Linear Statistical Models

If you could keep only one statistical model, it should be the linear one. Regression is the most-used tool in applied data work — not because it's the most powerful, but because it's interpretable, fast, well-understood, and a genuinely strong baseline. And it's the perfect meeting point of the foundation: the linear algebra of projection, the probability of the error term, and the statistics of inference.

The danger with regression is that it's so easy to run that people skip understanding it. This page is the antidote: not how to fit a line, but what the line means, when it's trustworthy, and how to tell when it isn't.

The model everyone reaches for

Linear regression answers a deceptively rich question: how does an outcome y change as some inputs x change, on average — and how sure are we? Predicting house prices from size and location, sales from ad spend, risk from a handful of indicators: all the same shape. Its appeal is that, unlike a black-box model, every coefficient is a sentence you can say out loud — "an extra bedroom adds about $40k, holding location fixed."

The linear model

The model assumes the outcome is a weighted sum of the inputs, plus random error. In matrix form — stacking all observations — it's compact:

\mathbf{y} = X\boldsymbol{\beta} + \boldsymbol{\varepsilon}

Here y is the vector of outcomes, X is the design matrix (one row per observation, one column per feature plus a column of ones for the intercept), β is the vector of coefficients we want to learn, and ε is the error term — everything the features don't explain. "Linear" refers to being linear in the coefficients; you can still fit curves by adding x² or interaction columns to X, which is what makes it far more flexible than it first looks.

Ordinary least squares

To fit the model you need the β that makes the line sit closest to the data. Ordinary least squares (OLS) defines "closest" as minimising the sum of squared residuals — the vertical gaps between each point and the line. Squaring punishes big misses hard and makes the maths clean; setting the derivative to zero gives a closed-form answer:

\hat{\boldsymbol{\beta}} = (X^{\top}X)^{-1} X^{\top}\mathbf{y}

This is one of the few models in all of statistics with an exact, one-shot solution — no gradient descent required (though you can use it, and must for huge data). Notice the (XᵀX)⁻¹: if two features are perfectly correlated, XᵀX is not invertible — the same rank problem from the linear algebra page, surfacing here as multicollinearity.

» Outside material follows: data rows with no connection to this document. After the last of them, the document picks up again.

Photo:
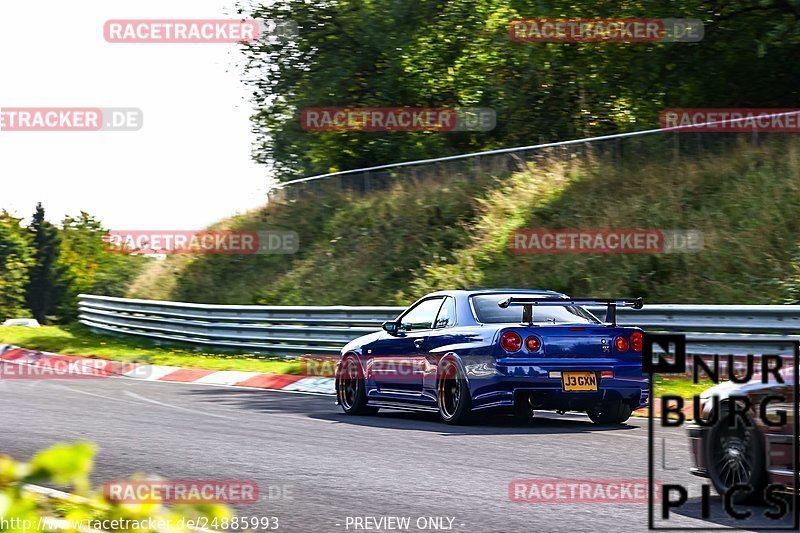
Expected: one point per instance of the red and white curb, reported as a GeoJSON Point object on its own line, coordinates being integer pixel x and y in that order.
{"type": "Point", "coordinates": [49, 365]}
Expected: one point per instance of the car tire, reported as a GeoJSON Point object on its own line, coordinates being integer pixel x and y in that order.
{"type": "Point", "coordinates": [453, 395]}
{"type": "Point", "coordinates": [729, 451]}
{"type": "Point", "coordinates": [613, 412]}
{"type": "Point", "coordinates": [351, 391]}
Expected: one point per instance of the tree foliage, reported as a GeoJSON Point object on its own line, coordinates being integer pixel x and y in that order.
{"type": "Point", "coordinates": [15, 262]}
{"type": "Point", "coordinates": [457, 53]}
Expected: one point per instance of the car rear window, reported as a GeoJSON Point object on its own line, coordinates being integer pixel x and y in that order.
{"type": "Point", "coordinates": [488, 312]}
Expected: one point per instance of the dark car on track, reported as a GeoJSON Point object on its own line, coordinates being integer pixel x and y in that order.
{"type": "Point", "coordinates": [460, 352]}
{"type": "Point", "coordinates": [753, 450]}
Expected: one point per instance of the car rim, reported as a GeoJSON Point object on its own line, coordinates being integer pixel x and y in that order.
{"type": "Point", "coordinates": [449, 396]}
{"type": "Point", "coordinates": [349, 385]}
{"type": "Point", "coordinates": [732, 455]}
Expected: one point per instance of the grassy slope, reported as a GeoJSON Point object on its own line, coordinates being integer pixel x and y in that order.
{"type": "Point", "coordinates": [79, 340]}
{"type": "Point", "coordinates": [390, 247]}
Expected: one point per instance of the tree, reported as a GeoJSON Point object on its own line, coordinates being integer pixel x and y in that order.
{"type": "Point", "coordinates": [47, 284]}
{"type": "Point", "coordinates": [88, 266]}
{"type": "Point", "coordinates": [457, 53]}
{"type": "Point", "coordinates": [16, 258]}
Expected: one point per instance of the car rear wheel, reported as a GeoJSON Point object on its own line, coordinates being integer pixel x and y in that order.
{"type": "Point", "coordinates": [453, 395]}
{"type": "Point", "coordinates": [614, 412]}
{"type": "Point", "coordinates": [735, 457]}
{"type": "Point", "coordinates": [351, 391]}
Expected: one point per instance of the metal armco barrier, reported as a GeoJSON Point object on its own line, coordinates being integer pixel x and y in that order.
{"type": "Point", "coordinates": [324, 330]}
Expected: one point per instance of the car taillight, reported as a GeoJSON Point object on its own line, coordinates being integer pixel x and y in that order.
{"type": "Point", "coordinates": [621, 343]}
{"type": "Point", "coordinates": [511, 341]}
{"type": "Point", "coordinates": [533, 343]}
{"type": "Point", "coordinates": [636, 341]}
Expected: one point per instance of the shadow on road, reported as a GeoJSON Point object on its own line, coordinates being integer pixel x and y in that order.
{"type": "Point", "coordinates": [323, 408]}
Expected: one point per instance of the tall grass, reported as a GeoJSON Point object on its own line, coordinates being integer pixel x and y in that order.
{"type": "Point", "coordinates": [452, 232]}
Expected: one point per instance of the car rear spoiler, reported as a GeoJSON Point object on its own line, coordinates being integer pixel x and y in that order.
{"type": "Point", "coordinates": [611, 312]}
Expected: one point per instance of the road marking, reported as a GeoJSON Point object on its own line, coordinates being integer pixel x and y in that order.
{"type": "Point", "coordinates": [162, 404]}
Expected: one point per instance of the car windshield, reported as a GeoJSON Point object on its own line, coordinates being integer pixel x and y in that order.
{"type": "Point", "coordinates": [488, 312]}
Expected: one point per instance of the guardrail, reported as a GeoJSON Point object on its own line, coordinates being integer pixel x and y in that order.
{"type": "Point", "coordinates": [517, 150]}
{"type": "Point", "coordinates": [324, 330]}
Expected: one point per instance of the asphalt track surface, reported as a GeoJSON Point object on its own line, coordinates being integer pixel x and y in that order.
{"type": "Point", "coordinates": [328, 466]}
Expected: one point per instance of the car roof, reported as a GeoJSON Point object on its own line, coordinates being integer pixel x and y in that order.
{"type": "Point", "coordinates": [473, 292]}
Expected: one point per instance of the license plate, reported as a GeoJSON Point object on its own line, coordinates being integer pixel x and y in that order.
{"type": "Point", "coordinates": [579, 381]}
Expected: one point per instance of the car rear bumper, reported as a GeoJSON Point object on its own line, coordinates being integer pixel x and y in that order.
{"type": "Point", "coordinates": [510, 380]}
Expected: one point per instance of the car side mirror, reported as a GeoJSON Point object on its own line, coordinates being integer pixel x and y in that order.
{"type": "Point", "coordinates": [391, 327]}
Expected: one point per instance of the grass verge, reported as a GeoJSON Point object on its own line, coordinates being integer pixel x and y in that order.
{"type": "Point", "coordinates": [76, 339]}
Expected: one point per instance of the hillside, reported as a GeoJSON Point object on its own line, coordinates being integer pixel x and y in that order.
{"type": "Point", "coordinates": [392, 246]}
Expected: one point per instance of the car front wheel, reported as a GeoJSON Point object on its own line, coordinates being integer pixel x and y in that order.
{"type": "Point", "coordinates": [351, 390]}
{"type": "Point", "coordinates": [735, 456]}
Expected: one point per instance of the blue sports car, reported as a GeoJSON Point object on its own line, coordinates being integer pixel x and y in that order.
{"type": "Point", "coordinates": [459, 352]}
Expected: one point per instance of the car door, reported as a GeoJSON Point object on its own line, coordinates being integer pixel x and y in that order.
{"type": "Point", "coordinates": [397, 362]}
{"type": "Point", "coordinates": [441, 335]}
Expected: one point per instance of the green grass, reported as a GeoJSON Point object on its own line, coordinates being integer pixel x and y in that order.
{"type": "Point", "coordinates": [76, 339]}
{"type": "Point", "coordinates": [452, 231]}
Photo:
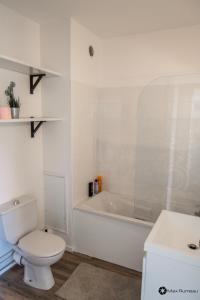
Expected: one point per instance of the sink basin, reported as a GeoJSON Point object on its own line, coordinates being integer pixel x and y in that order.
{"type": "Point", "coordinates": [171, 235]}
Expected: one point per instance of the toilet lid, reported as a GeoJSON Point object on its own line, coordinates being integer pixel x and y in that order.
{"type": "Point", "coordinates": [41, 244]}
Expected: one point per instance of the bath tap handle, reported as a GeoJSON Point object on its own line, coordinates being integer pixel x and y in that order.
{"type": "Point", "coordinates": [16, 202]}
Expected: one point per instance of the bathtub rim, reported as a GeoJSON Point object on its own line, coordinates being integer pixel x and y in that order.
{"type": "Point", "coordinates": [80, 207]}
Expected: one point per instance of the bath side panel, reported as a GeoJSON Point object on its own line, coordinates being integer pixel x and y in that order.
{"type": "Point", "coordinates": [110, 239]}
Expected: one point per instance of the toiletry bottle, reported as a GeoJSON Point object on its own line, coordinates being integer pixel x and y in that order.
{"type": "Point", "coordinates": [90, 189]}
{"type": "Point", "coordinates": [99, 178]}
{"type": "Point", "coordinates": [96, 187]}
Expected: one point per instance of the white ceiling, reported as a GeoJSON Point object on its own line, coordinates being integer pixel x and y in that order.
{"type": "Point", "coordinates": [109, 18]}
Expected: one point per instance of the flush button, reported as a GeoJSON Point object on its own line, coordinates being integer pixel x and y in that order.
{"type": "Point", "coordinates": [16, 202]}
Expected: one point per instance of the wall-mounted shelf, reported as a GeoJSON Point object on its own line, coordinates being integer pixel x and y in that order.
{"type": "Point", "coordinates": [34, 122]}
{"type": "Point", "coordinates": [24, 68]}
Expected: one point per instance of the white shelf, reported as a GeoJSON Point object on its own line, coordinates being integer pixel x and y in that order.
{"type": "Point", "coordinates": [27, 120]}
{"type": "Point", "coordinates": [24, 68]}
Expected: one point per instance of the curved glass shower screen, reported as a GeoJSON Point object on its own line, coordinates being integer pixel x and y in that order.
{"type": "Point", "coordinates": [167, 146]}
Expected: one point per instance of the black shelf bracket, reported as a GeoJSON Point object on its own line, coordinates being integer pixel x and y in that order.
{"type": "Point", "coordinates": [34, 84]}
{"type": "Point", "coordinates": [34, 128]}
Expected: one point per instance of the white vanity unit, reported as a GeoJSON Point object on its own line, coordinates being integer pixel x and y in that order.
{"type": "Point", "coordinates": [171, 270]}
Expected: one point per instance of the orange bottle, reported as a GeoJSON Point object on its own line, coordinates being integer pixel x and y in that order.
{"type": "Point", "coordinates": [100, 182]}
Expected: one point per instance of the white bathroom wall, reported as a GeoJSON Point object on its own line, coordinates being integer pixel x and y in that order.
{"type": "Point", "coordinates": [21, 161]}
{"type": "Point", "coordinates": [131, 66]}
{"type": "Point", "coordinates": [84, 82]}
{"type": "Point", "coordinates": [20, 37]}
{"type": "Point", "coordinates": [55, 54]}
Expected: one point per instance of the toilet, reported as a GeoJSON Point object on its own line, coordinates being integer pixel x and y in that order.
{"type": "Point", "coordinates": [34, 249]}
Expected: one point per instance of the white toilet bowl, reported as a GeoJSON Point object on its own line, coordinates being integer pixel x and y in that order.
{"type": "Point", "coordinates": [37, 251]}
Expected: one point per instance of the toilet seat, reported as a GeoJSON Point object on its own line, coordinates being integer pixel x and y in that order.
{"type": "Point", "coordinates": [41, 244]}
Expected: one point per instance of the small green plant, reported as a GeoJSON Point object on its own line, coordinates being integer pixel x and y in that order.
{"type": "Point", "coordinates": [12, 101]}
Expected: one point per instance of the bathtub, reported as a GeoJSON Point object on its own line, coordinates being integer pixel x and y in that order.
{"type": "Point", "coordinates": [108, 227]}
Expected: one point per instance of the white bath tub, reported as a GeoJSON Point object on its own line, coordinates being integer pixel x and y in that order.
{"type": "Point", "coordinates": [108, 227]}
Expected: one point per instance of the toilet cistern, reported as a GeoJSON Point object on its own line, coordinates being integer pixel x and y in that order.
{"type": "Point", "coordinates": [34, 249]}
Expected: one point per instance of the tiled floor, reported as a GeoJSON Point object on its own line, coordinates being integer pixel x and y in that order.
{"type": "Point", "coordinates": [13, 287]}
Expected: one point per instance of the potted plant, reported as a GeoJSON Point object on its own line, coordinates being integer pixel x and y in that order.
{"type": "Point", "coordinates": [13, 102]}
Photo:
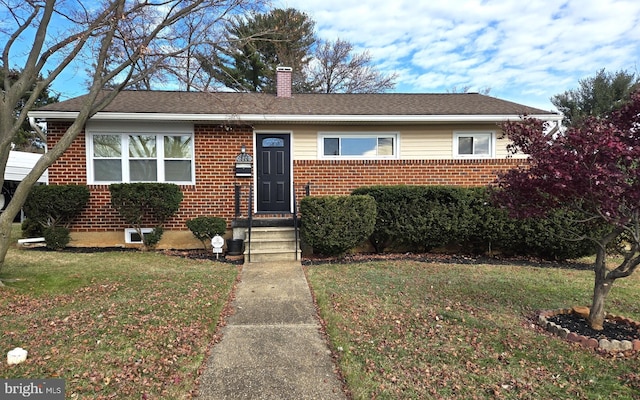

OLS fits the line that minimises the total squared length of the residuals — the vertical gaps from each point to the line.

The geometry of OLS

The formula hides a beautiful geometric truth that ties straight back to linear algebra. Think of the outcome y as a single point in a high-dimensional space. All the outcomes the model can produce — every Xβ — form a flat subspace (the column space of X). Usually y doesn't lie in that subspace; there's no perfect fit.

OLS finds the point in the subspace closest to y — and the closest point is the orthogonal projection of y onto it. The prediction ŷ is that projection, and the residual y − ŷ is perpendicular to the subspace. That's why least squares works: minimising squared distance is dropping a perpendicular. The whole method is the projection from the linear algebra page, wearing a statistics hat.

The assumptions

OLS always returns a line, but its guarantees — and the validity of every p-value it produces — rest on assumptions, the Gauss-Markov conditions:

Linearity — the true relationship really is linear in the coefficients.
Independence — the errors don't depend on each other (violated by time series and clustered data).
Homoskedasticity — the errors have constant variance, not fanning out as x grows.
No perfect multicollinearity — no feature is an exact combination of others (so XᵀX inverts).

When these hold, OLS is BLUE — the Best Linear Unbiased Estimator, the lowest-variance unbiased linear estimator there is. Add the assumption that errors are normally distributed and the t-tests and confidence intervals below become exactly valid. Knowing these is what separates "I ran a regression" from "I trust this regression".

Reading the coefficients

Each coefficient βⱼ has a precise meaning: the expected change in y for a one-unit increase in xⱼ, holding all other features fixed. That "holding others fixed" clause is the quiet superpower of multiple regression — it estimates each effect controlling for the rest, which is how you separate genuine drivers from confounders.

Inference and fit

Because the coefficients are estimated from a sample, they're uncertain — and the statistics page tools apply directly. Each β̂ⱼ comes with a standard error; a t-test asks whether it's distinguishable from zero (its p-value), and a confidence interval gives its plausible range. A coefficient that looks big but has a huge standard error is not real signal.

For overall fit, R² reports the share of the variance in y the model explains:

R^2 = 1 - \frac{SS_{\text{res}}}{SS_{\text{tot}}}

R² of 0 means the model does no better than predicting the mean; 1 means a perfect fit. But beware: R² only ever rises as you add features, even useless ones, so for model comparison you use adjusted R² (which penalises extra terms) — the same overfitting caution from the machine learning page.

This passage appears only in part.